Olumsuzlanan cebir, açıkladığımız gibi, birinci kısımdır. İkinci kısım cebri olumlamamıza gelince, sünnet ve hadis ehli nezdinde bunda kuşku yoktur. Akıl ve basiret sahipleri de bunu kabul ederler. Fakat, birinci kısım cebirle karışmasın diye buna cebir adı verilmez. İnsanların akıllarına erhal cebir olgusunun uyanacak olmasından kaçınmak için böyle bir isimlendirme tercih edilmez. Karışma ihtimali ortadan kalkınca ve ilmi meseleler iyice oturunca belki buna da cebir denebilir. Hz. Ali (r.a) peygamberimize (s.a.v.) salat okumak maksadıyla söylediği meşhur dualarından birinde şöyle diyor:

“Yayılan şeyleri yayan, uzayan şeyleri uzatan, kalpleri fıtratları üzere, mutlu veya mutsuz olarak şekillendirip yönlendiren Allahım!”

Hz. Alinin (r.a) bu sözlerinden de anlaşılacağı üzere, yüce Allah, kalpleri yaratılışlarında esas olan bedbahtlık veya mutluluk üzere şekillendirir.
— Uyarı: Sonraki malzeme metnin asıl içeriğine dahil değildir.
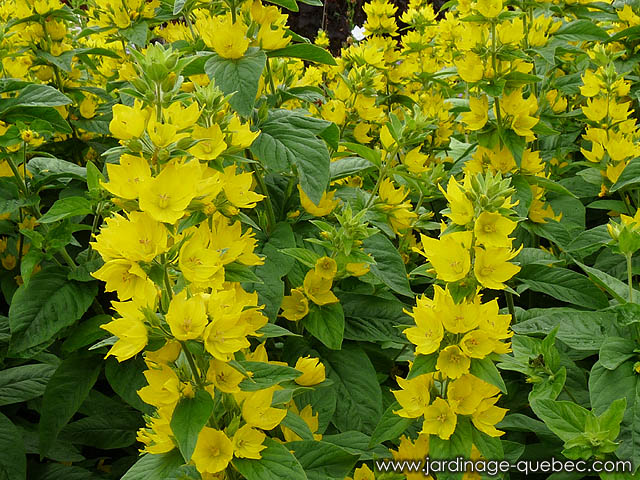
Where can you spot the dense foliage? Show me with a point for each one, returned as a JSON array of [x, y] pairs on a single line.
[[228, 254]]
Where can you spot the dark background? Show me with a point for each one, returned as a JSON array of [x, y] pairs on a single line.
[[309, 19]]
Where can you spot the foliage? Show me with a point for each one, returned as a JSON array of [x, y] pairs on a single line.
[[227, 254]]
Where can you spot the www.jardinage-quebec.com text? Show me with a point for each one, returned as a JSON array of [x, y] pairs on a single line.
[[430, 466]]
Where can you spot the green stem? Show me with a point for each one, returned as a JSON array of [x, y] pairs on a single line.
[[270, 75], [510, 306], [630, 276], [271, 216], [167, 280], [192, 365]]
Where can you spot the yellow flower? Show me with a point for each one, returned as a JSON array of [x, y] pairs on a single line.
[[449, 256], [478, 116], [257, 410], [487, 415], [326, 267], [592, 84], [477, 344], [228, 39], [187, 317], [224, 336], [128, 122], [492, 267], [213, 451], [181, 117], [163, 389], [470, 67], [247, 443], [138, 239], [461, 207], [272, 38], [367, 109], [596, 108], [130, 330], [452, 362], [241, 134], [211, 142], [439, 419], [237, 188], [127, 279], [324, 207], [126, 179], [167, 196], [415, 161], [465, 393], [489, 8], [318, 289], [88, 107], [225, 378], [492, 230], [414, 395], [428, 332], [295, 306], [334, 111], [312, 370]]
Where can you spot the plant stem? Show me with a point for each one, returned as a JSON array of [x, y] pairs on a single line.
[[629, 276], [510, 306], [271, 216], [192, 364]]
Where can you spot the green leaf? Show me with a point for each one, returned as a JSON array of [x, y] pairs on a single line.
[[155, 466], [34, 95], [515, 143], [305, 51], [565, 419], [240, 75], [266, 375], [126, 379], [322, 460], [304, 256], [486, 370], [295, 423], [326, 323], [458, 445], [19, 384], [615, 351], [390, 426], [290, 138], [107, 431], [580, 330], [370, 318], [288, 4], [65, 392], [630, 176], [276, 265], [178, 5], [389, 266], [580, 30], [347, 166], [277, 463], [189, 416], [423, 364], [45, 306], [489, 447], [360, 399], [13, 460], [67, 207], [607, 386], [563, 284], [137, 34]]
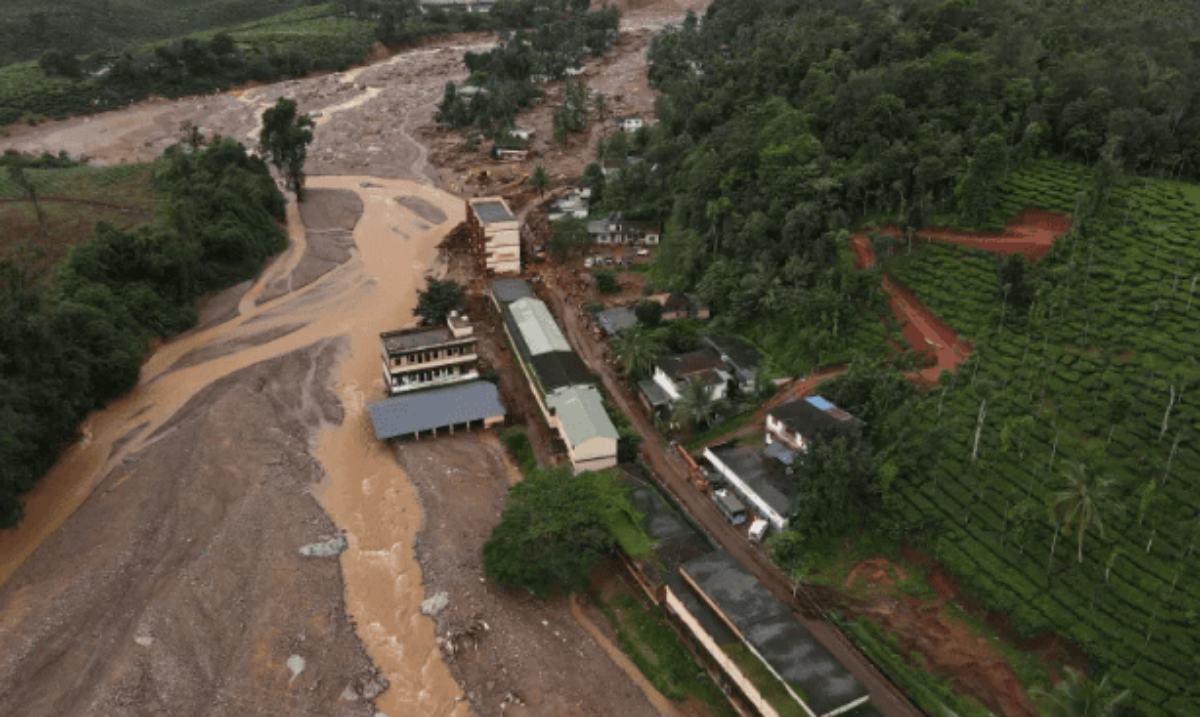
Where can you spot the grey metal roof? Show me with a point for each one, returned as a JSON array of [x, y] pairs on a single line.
[[556, 369], [617, 319], [784, 642], [436, 408], [509, 290], [538, 327], [780, 452], [654, 393], [581, 413], [409, 339], [492, 210], [765, 476], [741, 354]]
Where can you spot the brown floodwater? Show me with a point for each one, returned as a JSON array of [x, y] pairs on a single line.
[[365, 492]]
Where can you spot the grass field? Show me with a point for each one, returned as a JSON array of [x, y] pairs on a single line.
[[72, 202], [1102, 375]]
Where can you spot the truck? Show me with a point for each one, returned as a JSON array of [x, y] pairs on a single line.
[[730, 506]]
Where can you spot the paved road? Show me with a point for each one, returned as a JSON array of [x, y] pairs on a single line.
[[671, 471]]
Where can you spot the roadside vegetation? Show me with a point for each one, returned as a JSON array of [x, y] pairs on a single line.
[[1055, 473], [76, 342], [555, 528]]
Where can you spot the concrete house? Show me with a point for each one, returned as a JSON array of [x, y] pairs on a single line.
[[739, 357], [561, 383], [421, 357], [577, 414], [495, 234], [673, 373], [630, 124], [762, 482], [793, 423]]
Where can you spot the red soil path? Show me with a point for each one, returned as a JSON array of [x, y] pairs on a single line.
[[923, 330], [1032, 233]]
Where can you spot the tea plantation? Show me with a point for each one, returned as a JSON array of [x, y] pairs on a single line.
[[1098, 377]]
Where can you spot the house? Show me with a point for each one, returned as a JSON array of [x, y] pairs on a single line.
[[562, 384], [415, 359], [795, 423], [761, 481], [616, 319], [495, 233], [630, 124], [579, 415], [681, 306], [616, 229], [574, 204], [462, 407], [774, 636], [673, 373], [505, 291], [741, 357]]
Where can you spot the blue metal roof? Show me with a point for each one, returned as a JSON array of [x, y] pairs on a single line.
[[436, 408], [825, 405]]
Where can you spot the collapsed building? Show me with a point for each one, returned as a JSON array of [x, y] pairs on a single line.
[[495, 234]]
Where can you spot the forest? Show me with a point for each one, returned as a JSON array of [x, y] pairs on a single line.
[[508, 76], [1055, 471], [70, 345]]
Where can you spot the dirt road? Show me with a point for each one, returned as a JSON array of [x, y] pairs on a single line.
[[672, 474]]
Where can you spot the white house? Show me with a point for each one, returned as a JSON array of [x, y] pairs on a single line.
[[673, 373], [630, 124], [793, 423]]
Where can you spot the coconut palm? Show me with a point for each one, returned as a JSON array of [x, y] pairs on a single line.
[[636, 350], [1077, 696], [696, 407], [1080, 502]]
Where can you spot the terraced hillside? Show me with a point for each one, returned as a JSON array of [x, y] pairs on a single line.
[[1089, 389]]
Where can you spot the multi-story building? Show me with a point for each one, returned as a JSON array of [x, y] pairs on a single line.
[[496, 234], [423, 357]]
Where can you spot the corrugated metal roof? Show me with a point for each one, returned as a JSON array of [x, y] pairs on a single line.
[[492, 210], [537, 326], [436, 408], [509, 290], [792, 651], [581, 413]]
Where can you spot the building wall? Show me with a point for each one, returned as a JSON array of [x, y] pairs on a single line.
[[726, 663], [593, 455], [777, 520]]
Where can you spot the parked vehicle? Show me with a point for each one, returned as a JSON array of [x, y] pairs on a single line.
[[730, 506]]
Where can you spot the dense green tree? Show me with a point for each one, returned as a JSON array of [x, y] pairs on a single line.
[[649, 313], [1078, 696], [568, 238], [636, 350], [285, 142], [438, 299], [556, 526]]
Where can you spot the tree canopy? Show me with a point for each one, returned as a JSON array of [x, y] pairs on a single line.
[[438, 299], [556, 526], [285, 142]]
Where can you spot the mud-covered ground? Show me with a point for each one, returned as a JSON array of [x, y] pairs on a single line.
[[181, 580]]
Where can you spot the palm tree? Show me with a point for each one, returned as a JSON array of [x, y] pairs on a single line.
[[1077, 696], [696, 405], [637, 350], [1080, 502], [540, 180]]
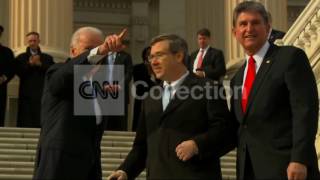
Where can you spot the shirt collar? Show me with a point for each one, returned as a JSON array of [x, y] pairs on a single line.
[[205, 49], [258, 57], [175, 84]]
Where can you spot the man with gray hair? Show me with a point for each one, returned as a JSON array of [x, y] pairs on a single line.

Bu, ikinci fıtrattır, birinci fıtrat değil.

“Her çocuk fıtrat üzere doğar.” (Buhari, Cenaiz, 92; Ebu Davud, Sünne, 17; Ahmed, 2/275) hadisinin, biri birinci fıtrat, diğeri de ikinci fıtrat esasında olmak üzere iki açıklaması var.

Birinci fıtrat esasındaki açıklaması açıktır. Bunu Muhammed b. Kab el-Kurazi söylemiştir. El-Kurazi, Medineli tabiinlerin faziletlilerinden ve eşraftan biridir. Bazıları, tabbinlerin en üstünlerinden olduğunu söylemişlerdir. O, el-Cebbar sözüyle ilgili olarak şöyle demiştir:

Kulları dilediği gibi şekillendirir. Bu görüş başkalarından da rivayet edilmiştir. Kur’an ve hadisten de buna ilişkin tanıklar bulmak mümkündür. İleri görüşlü ve eksiksiz kanıtlara dayalı olarak meseleleri sonuca bağlayan bilginler de, yüce Allah’ın, kulların kalplerini istediği gibi döndürdüğü, onları çevirdiği, onlara günahlarını ve sakınmalarını ilham ettiği, bir göz açıp kapama anı kadar kısa bir süre içinde, üstün iradeli ve hikmet sahibi Allah katında bilginlerin kalplerine kesin ayırıcı hükmün indiği gerçeğini dile getirmişlerdir. Bu bilginler, bedendeki organların kendi lehlerine ve aleyhlerine verilen hükümleri algılayışlarını son derece çarpıcı ifadelerle açıklamışlardır. Ancak Allah’ın gözlerini kör, basiretlerini bağladığı kimseler başka.